Kemudian memar di buku jari Achilles terlintas di pikiranku. Sebuah desahan pelan keluar dari bibirku. Apakah dia... apakah dia yang melakukan itu pada mereka?
Tapi kenapa?
Ketika kami kembali ke teman-teman kami, aku masih tenggelam dalam pikiranku. Tapi wajah muram adikku menarik perhatianku. Tentu saja! Kuda yang dia dukung kalah. Tapi Tobias, di sisi lain, tersenyum lebar sambil mengganggu Tess.
"Lihat, aku bilang Jordan akan kalah. Sekarang kamu berhutang seribu dolar padaku!"
"Tapi kamu juga tidak mendukung Cage! Jadi bagaimana aku bisa kalah taruhan?" Tess melotot.
"Tidak masalah. Taruhannya tentang Jordan menang atau kalah. Dan dia kalah. Jadi uangnya milikku!"
Menghela napas, Tess duduk di samping Caleb yang menggelengkan kepala dengan geli. "Ini semua salah Ace! Kenapa dia tidak memberitahuku bahwa kali ini dia bertaruh pada Cage, bukan Jordan? Tidak adil!"
Mataku melebar. Dia bertaruh pada Cage? Bukan Jordan? Tapi aku pikir...
Mataku bertemu dengan Caleb. Dia memberiku senyum malu-malu. "Bahkan aku tidak tahu. Tapi apa yang aku katakan ternyata benar, kan?"

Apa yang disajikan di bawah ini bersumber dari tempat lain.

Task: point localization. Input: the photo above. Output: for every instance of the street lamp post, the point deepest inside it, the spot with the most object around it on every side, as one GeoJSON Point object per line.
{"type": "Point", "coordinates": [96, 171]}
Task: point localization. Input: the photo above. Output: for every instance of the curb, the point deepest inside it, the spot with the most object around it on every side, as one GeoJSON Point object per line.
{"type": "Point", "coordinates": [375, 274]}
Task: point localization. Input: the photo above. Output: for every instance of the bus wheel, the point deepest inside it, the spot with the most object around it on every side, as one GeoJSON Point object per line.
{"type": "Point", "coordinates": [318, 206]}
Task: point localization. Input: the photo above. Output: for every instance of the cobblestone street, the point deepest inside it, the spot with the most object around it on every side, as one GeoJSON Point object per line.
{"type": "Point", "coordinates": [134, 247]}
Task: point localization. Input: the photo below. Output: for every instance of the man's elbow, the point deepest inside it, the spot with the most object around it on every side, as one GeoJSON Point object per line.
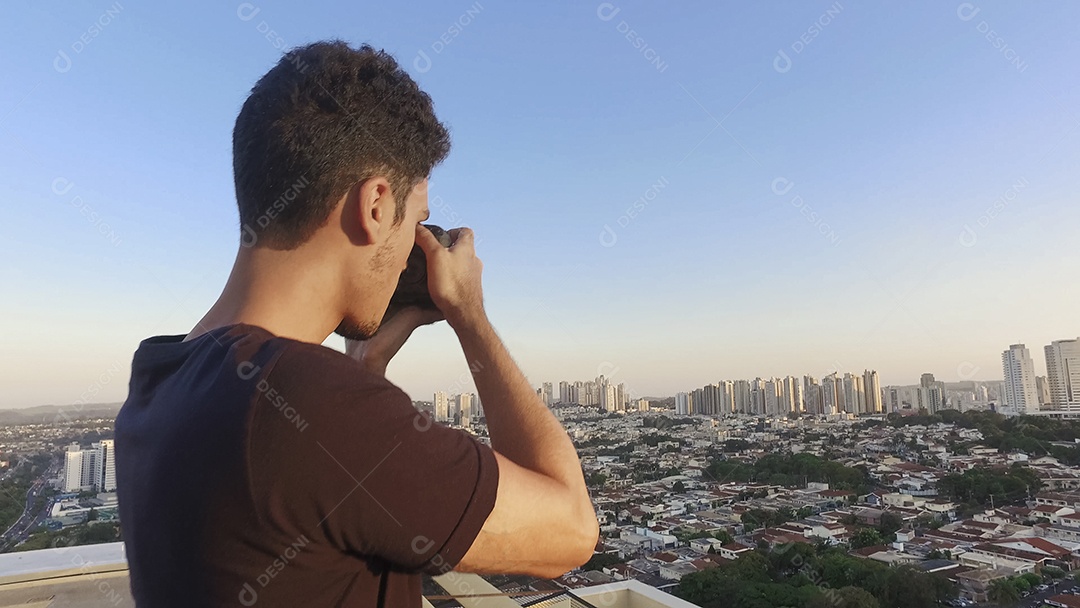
{"type": "Point", "coordinates": [582, 544]}
{"type": "Point", "coordinates": [590, 536]}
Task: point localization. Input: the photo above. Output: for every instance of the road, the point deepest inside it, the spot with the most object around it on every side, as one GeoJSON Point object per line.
{"type": "Point", "coordinates": [1036, 599]}
{"type": "Point", "coordinates": [29, 519]}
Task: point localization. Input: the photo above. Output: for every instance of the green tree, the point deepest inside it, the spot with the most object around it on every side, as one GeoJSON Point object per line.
{"type": "Point", "coordinates": [846, 597]}
{"type": "Point", "coordinates": [866, 537]}
{"type": "Point", "coordinates": [1003, 592]}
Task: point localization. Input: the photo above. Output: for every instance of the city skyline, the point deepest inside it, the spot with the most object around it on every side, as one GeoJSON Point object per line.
{"type": "Point", "coordinates": [676, 193]}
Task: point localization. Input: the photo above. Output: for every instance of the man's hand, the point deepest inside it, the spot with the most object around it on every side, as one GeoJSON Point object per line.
{"type": "Point", "coordinates": [375, 353]}
{"type": "Point", "coordinates": [454, 275]}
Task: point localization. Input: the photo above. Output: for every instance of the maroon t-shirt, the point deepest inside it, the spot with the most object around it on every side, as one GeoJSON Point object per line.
{"type": "Point", "coordinates": [257, 470]}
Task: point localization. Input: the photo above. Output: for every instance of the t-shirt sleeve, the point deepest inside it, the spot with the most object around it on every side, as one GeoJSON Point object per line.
{"type": "Point", "coordinates": [342, 456]}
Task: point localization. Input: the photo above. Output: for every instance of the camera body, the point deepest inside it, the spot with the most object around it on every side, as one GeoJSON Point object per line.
{"type": "Point", "coordinates": [413, 283]}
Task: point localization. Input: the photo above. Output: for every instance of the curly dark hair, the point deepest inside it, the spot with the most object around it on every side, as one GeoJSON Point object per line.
{"type": "Point", "coordinates": [324, 118]}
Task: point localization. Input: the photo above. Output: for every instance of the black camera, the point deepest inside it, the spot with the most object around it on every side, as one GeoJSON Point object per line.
{"type": "Point", "coordinates": [413, 283]}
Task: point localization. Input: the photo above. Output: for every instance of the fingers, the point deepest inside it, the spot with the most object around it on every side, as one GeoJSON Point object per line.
{"type": "Point", "coordinates": [427, 241]}
{"type": "Point", "coordinates": [460, 235]}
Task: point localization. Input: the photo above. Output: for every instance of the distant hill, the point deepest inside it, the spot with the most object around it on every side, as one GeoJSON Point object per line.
{"type": "Point", "coordinates": [52, 413]}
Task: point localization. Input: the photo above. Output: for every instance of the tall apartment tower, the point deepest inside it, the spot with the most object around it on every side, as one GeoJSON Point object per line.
{"type": "Point", "coordinates": [873, 387]}
{"type": "Point", "coordinates": [682, 404]}
{"type": "Point", "coordinates": [108, 482]}
{"type": "Point", "coordinates": [1063, 374]}
{"type": "Point", "coordinates": [442, 406]}
{"type": "Point", "coordinates": [1018, 370]}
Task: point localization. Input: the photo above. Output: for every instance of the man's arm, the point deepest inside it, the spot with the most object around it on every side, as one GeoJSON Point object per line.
{"type": "Point", "coordinates": [543, 522]}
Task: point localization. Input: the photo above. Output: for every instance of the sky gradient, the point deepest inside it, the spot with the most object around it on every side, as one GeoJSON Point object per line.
{"type": "Point", "coordinates": [670, 197]}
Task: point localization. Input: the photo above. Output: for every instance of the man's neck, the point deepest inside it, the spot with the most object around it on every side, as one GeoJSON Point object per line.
{"type": "Point", "coordinates": [272, 291]}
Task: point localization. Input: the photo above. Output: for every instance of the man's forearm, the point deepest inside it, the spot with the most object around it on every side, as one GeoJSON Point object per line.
{"type": "Point", "coordinates": [521, 426]}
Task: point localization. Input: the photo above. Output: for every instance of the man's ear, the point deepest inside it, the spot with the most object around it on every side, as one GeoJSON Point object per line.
{"type": "Point", "coordinates": [375, 208]}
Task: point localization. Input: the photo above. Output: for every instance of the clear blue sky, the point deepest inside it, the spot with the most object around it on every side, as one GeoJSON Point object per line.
{"type": "Point", "coordinates": [896, 124]}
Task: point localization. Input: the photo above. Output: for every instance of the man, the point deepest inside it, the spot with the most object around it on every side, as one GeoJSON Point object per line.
{"type": "Point", "coordinates": [255, 464]}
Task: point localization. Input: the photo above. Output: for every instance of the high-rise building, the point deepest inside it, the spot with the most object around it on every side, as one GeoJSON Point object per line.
{"type": "Point", "coordinates": [564, 392]}
{"type": "Point", "coordinates": [72, 468]}
{"type": "Point", "coordinates": [1042, 390]}
{"type": "Point", "coordinates": [108, 465]}
{"type": "Point", "coordinates": [1018, 370]}
{"type": "Point", "coordinates": [812, 395]}
{"type": "Point", "coordinates": [831, 389]}
{"type": "Point", "coordinates": [727, 396]}
{"type": "Point", "coordinates": [1063, 374]}
{"type": "Point", "coordinates": [741, 391]}
{"type": "Point", "coordinates": [90, 470]}
{"type": "Point", "coordinates": [934, 394]}
{"type": "Point", "coordinates": [466, 408]}
{"type": "Point", "coordinates": [608, 399]}
{"type": "Point", "coordinates": [683, 404]}
{"type": "Point", "coordinates": [873, 386]}
{"type": "Point", "coordinates": [442, 405]}
{"type": "Point", "coordinates": [771, 396]}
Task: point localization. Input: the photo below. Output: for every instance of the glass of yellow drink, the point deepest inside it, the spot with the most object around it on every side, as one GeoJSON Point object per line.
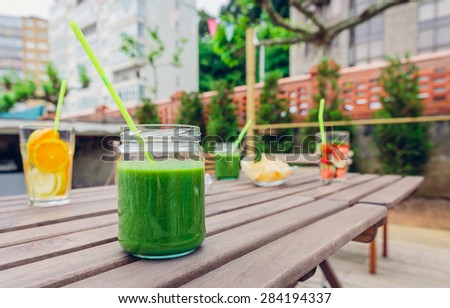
{"type": "Point", "coordinates": [47, 157]}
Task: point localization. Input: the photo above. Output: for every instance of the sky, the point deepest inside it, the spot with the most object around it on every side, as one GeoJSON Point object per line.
{"type": "Point", "coordinates": [40, 8]}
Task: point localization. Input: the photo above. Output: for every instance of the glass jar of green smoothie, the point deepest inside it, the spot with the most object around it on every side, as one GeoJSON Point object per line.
{"type": "Point", "coordinates": [161, 191]}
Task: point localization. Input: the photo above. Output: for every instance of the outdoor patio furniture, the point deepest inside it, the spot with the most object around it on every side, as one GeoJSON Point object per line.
{"type": "Point", "coordinates": [288, 231]}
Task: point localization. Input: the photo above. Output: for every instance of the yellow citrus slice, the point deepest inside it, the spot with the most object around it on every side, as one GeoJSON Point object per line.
{"type": "Point", "coordinates": [37, 137]}
{"type": "Point", "coordinates": [43, 184]}
{"type": "Point", "coordinates": [61, 183]}
{"type": "Point", "coordinates": [51, 155]}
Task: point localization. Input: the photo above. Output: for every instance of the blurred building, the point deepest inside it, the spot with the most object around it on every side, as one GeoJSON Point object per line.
{"type": "Point", "coordinates": [11, 44]}
{"type": "Point", "coordinates": [35, 47]}
{"type": "Point", "coordinates": [416, 28]}
{"type": "Point", "coordinates": [102, 22]}
{"type": "Point", "coordinates": [23, 46]}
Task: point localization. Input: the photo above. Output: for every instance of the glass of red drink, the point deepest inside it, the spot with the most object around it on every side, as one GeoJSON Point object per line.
{"type": "Point", "coordinates": [334, 160]}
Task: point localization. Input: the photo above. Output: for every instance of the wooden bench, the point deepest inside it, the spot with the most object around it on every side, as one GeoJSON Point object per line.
{"type": "Point", "coordinates": [389, 190]}
{"type": "Point", "coordinates": [390, 196]}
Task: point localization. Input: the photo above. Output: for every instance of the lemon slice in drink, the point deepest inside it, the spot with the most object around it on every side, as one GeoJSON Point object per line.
{"type": "Point", "coordinates": [43, 184]}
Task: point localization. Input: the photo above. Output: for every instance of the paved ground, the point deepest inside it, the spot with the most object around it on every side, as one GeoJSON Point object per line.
{"type": "Point", "coordinates": [418, 257]}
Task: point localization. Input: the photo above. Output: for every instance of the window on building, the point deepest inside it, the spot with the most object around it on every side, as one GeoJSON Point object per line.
{"type": "Point", "coordinates": [42, 24]}
{"type": "Point", "coordinates": [31, 66]}
{"type": "Point", "coordinates": [434, 25]}
{"type": "Point", "coordinates": [30, 55]}
{"type": "Point", "coordinates": [141, 29]}
{"type": "Point", "coordinates": [367, 39]}
{"type": "Point", "coordinates": [30, 45]}
{"type": "Point", "coordinates": [140, 8]}
{"type": "Point", "coordinates": [42, 46]}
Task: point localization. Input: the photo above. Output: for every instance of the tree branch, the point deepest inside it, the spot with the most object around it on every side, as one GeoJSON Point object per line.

Bahwa dia tidak pernah kalah.
Sekarang aku mengerti arti senyumannya tadi. Dan di sini aku berpikir bahwa dia kalah, memanggilnya pecundang di depan wajahnya. Ya ampun! Dia pasti menertawakanku dalam hati karena ketidak tahuanku.
Aku melirik ke bagian VIP. Dia ada di tempatnya semula, kacamata hitamnya kembali. Orang-orang mengelilinginya, pasti memberi selamat, tapi posisinya mengarah ke kami, memberitahuku arah pandangannya.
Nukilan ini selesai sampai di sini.